We are social animals. We have evolved to depend on our groups, our tribes, for our safety and well being, to help protect us from things we can't protect ourselves from as individuals. The better our tribe is doing, the safer that makes us. Regardless of the various tribes we affiliate with at various times -- our nation, local community, political party, gender, race, age, profession -- belonging to a tribe, and being a member in good standing, is closely connected with how safe we feel. And that matters all the moreso these days, as a growing number of people feel that either the wealthy One Percent, or government, are taking away control over our personal lives. If we don't feel personal control, we turn to our tribe for empowerment and a sense of control.

This hardly seems like it was in the minds of millions of Americans chanting "U.S.A., U.S.A." following a team, or even a sport, that few follow normally. But chants of "U.S.A." are actually chants of "Go US!", which is just the plural of "Go ME" and MY chances of health and success and survival, because my tribe is succeeding in conflict with other tribes.

It's the same phenomenon with the issues of climate change, or abortion, or genetically modified foods, where distinct groups have established positions based on values and worldviews, and people in those groups treat those who agree as members-of-the-tribe-in-good-standing... and treat those who disagree as the enemy.

So we root for our team, we feel connected to them, and we viscerally experience the emotions of winning or losing, even though we're not actually playing and it seems the competition doesn't actually mean anything to our real lives. But we root so hard and care so much (millions more Americans watched the last two U.S. games in the World Cup than watched the NBA or NFL finals) because in fact it does matter, a lot. In fact, it matters so much that seemingly bright people boldly distort or deny overwhelming evidence? U.S. Soccermania notwithstanding, the U.S. team didn't play well against Belgium, except for keeper Tim Howard, temporarily earning him this promotion;

2014-07-03-HowardSecofDefense.jpg

Climate change skeptics notwithstanding, anthropogenic climate change is real. Moral advocates who claim that life begins at conception notwithstanding, a fetus less than 5-6 months old is not yet a sustainable independent life. Anti-GM advocates notwithstanding, scientific bodies around the world unanimously say GM food is safe. But we see these things through our tribal lenses, so many of us deny these facts.
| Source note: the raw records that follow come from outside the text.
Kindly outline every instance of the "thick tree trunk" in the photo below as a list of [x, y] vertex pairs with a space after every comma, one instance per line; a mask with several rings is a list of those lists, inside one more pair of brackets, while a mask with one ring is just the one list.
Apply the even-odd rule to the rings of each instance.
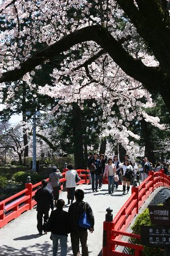
[[118, 143], [119, 159], [121, 162], [124, 161], [124, 155], [126, 154], [126, 150], [121, 143]]
[[82, 136], [81, 109], [76, 102], [73, 104], [73, 135], [75, 168], [85, 169], [86, 167]]
[[[23, 98], [22, 98], [22, 114], [23, 114], [23, 121], [26, 122], [26, 109], [24, 108], [24, 105], [26, 100], [26, 83], [23, 82]], [[23, 127], [23, 141], [24, 146], [26, 146], [24, 151], [24, 164], [26, 164], [26, 158], [28, 156], [28, 138], [26, 133], [26, 129]]]
[[106, 138], [101, 138], [101, 141], [100, 147], [100, 150], [99, 150], [99, 155], [100, 154], [105, 154], [105, 150], [106, 150], [106, 145], [107, 145], [107, 139]]
[[88, 152], [87, 152], [87, 144], [84, 142], [84, 155], [85, 160], [85, 169], [87, 168], [88, 164]]
[[22, 155], [22, 154], [20, 154], [20, 153], [18, 153], [18, 156], [19, 156], [19, 164], [20, 164], [20, 166], [22, 166], [23, 164]]
[[141, 121], [141, 129], [142, 137], [144, 141], [144, 156], [148, 158], [149, 162], [151, 162], [153, 164], [155, 163], [155, 155], [153, 152], [154, 146], [152, 145], [148, 127], [148, 123], [146, 122], [144, 118], [143, 118]]

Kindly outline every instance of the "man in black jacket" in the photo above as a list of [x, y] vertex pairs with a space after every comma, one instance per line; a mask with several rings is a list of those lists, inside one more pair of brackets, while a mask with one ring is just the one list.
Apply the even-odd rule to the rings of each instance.
[[[85, 203], [83, 201], [84, 192], [82, 189], [76, 189], [74, 193], [76, 201], [72, 204], [69, 209], [69, 216], [70, 222], [70, 236], [71, 246], [74, 256], [80, 256], [79, 241], [82, 245], [82, 255], [88, 256], [87, 229], [81, 228], [78, 225], [78, 220], [80, 216], [84, 210]], [[91, 227], [89, 230], [91, 233], [94, 229], [94, 216], [93, 212], [88, 204], [86, 203], [86, 213], [88, 217]]]
[[54, 209], [54, 200], [52, 191], [49, 189], [46, 180], [42, 180], [42, 187], [36, 192], [34, 199], [37, 202], [37, 228], [39, 234], [41, 235], [43, 231], [42, 217], [44, 215], [44, 225], [45, 224], [49, 218], [49, 211], [50, 208], [53, 210]]

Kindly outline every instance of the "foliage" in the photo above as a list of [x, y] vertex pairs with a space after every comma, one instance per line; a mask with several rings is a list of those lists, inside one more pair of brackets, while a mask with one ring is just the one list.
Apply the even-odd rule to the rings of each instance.
[[65, 163], [67, 163], [67, 164], [71, 163], [74, 166], [74, 162], [73, 155], [69, 155], [66, 157], [54, 157], [50, 159], [47, 159], [44, 160], [44, 163], [45, 165], [52, 167], [56, 166], [61, 172], [62, 171]]
[[2, 175], [0, 175], [0, 188], [4, 188], [6, 187], [7, 183], [7, 179]]
[[7, 180], [8, 181], [9, 180], [10, 180], [12, 178], [12, 174], [10, 174], [9, 172], [5, 172], [5, 173], [1, 174], [0, 176], [6, 177]]
[[[138, 216], [131, 229], [133, 233], [140, 234], [141, 226], [151, 225], [152, 224], [151, 224], [148, 209], [146, 209], [142, 213]], [[132, 238], [130, 241], [133, 243], [141, 245], [139, 240]], [[134, 254], [134, 250], [130, 249], [129, 251], [130, 253]], [[144, 246], [144, 250], [142, 251], [142, 255], [143, 256], [163, 256], [164, 252], [162, 247]]]
[[36, 184], [41, 181], [42, 179], [42, 177], [37, 173], [31, 173], [26, 172], [18, 172], [12, 175], [12, 179], [20, 184], [25, 184], [27, 182], [27, 177], [29, 176], [31, 177], [31, 181], [32, 184]]

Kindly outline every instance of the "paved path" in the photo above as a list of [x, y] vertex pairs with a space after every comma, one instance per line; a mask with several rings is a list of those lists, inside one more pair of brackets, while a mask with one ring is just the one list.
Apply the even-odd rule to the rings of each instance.
[[[87, 243], [89, 255], [101, 255], [100, 253], [102, 249], [103, 222], [105, 220], [105, 209], [108, 207], [112, 208], [114, 217], [131, 193], [123, 196], [122, 185], [119, 185], [118, 189], [112, 195], [108, 193], [108, 185], [103, 185], [102, 189], [96, 193], [92, 193], [90, 185], [77, 185], [76, 188], [84, 190], [84, 200], [89, 203], [95, 216], [95, 231], [92, 234], [88, 233]], [[67, 202], [66, 195], [66, 192], [62, 192], [60, 197], [66, 203]], [[69, 206], [66, 205], [66, 210], [68, 210]], [[52, 242], [49, 238], [50, 233], [39, 237], [36, 229], [36, 222], [35, 207], [31, 210], [24, 213], [19, 218], [0, 229], [0, 255], [52, 255]], [[67, 255], [73, 255], [69, 235]]]

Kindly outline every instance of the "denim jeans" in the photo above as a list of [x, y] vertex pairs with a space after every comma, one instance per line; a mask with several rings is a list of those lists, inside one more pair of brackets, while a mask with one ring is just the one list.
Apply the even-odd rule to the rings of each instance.
[[57, 256], [58, 240], [60, 240], [61, 253], [60, 256], [67, 256], [67, 237], [66, 236], [52, 234], [53, 240], [53, 256]]
[[111, 191], [111, 185], [112, 185], [112, 191], [114, 190], [114, 176], [108, 176], [108, 191]]
[[99, 188], [101, 188], [102, 186], [103, 177], [103, 174], [102, 174], [102, 175], [100, 175], [99, 176]]
[[[44, 216], [43, 216], [44, 215]], [[37, 228], [39, 233], [41, 233], [44, 229], [44, 224], [47, 222], [49, 218], [49, 210], [37, 212]], [[44, 218], [44, 224], [42, 224], [42, 218]]]
[[98, 174], [96, 174], [94, 172], [91, 172], [91, 176], [92, 189], [92, 190], [95, 190], [95, 190], [97, 190], [98, 188], [98, 182], [99, 180], [100, 175], [98, 175]]

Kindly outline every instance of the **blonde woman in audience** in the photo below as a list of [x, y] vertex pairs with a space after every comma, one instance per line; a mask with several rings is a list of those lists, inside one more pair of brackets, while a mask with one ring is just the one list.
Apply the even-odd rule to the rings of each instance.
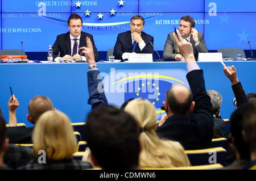
[[73, 158], [77, 140], [69, 119], [59, 111], [48, 111], [38, 119], [33, 132], [33, 154], [37, 158], [19, 169], [85, 169], [90, 163]]
[[125, 111], [134, 116], [142, 132], [139, 163], [142, 167], [172, 167], [191, 165], [183, 147], [180, 143], [160, 139], [155, 133], [156, 114], [155, 107], [141, 98], [130, 102]]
The reason is the same in each case. We depend on our tribe(s) for safety and survival. When our tribe wins we feel safer. When our tribe loses we feel less safe, less in control, more vulnerable. So we adopt views of the facts, or cheer for our teams, to establish ourselves as members of our tribe, to keep ourselves safe.

So go U.S.A! or Go Brazil/Belgium/France/Germany/Netherlands! Go Right to Life, or Right to Choose! Go "We Need to Act on Climate Change" or "Climate Change is a Hoax"! Go GMOs are Dangerous" or "GMOs are safe." Go OUR SIDE!!! GO US! GO ME, and staying safe. Powerful stuff indeed. Small wonder the Values Wars are so fierce.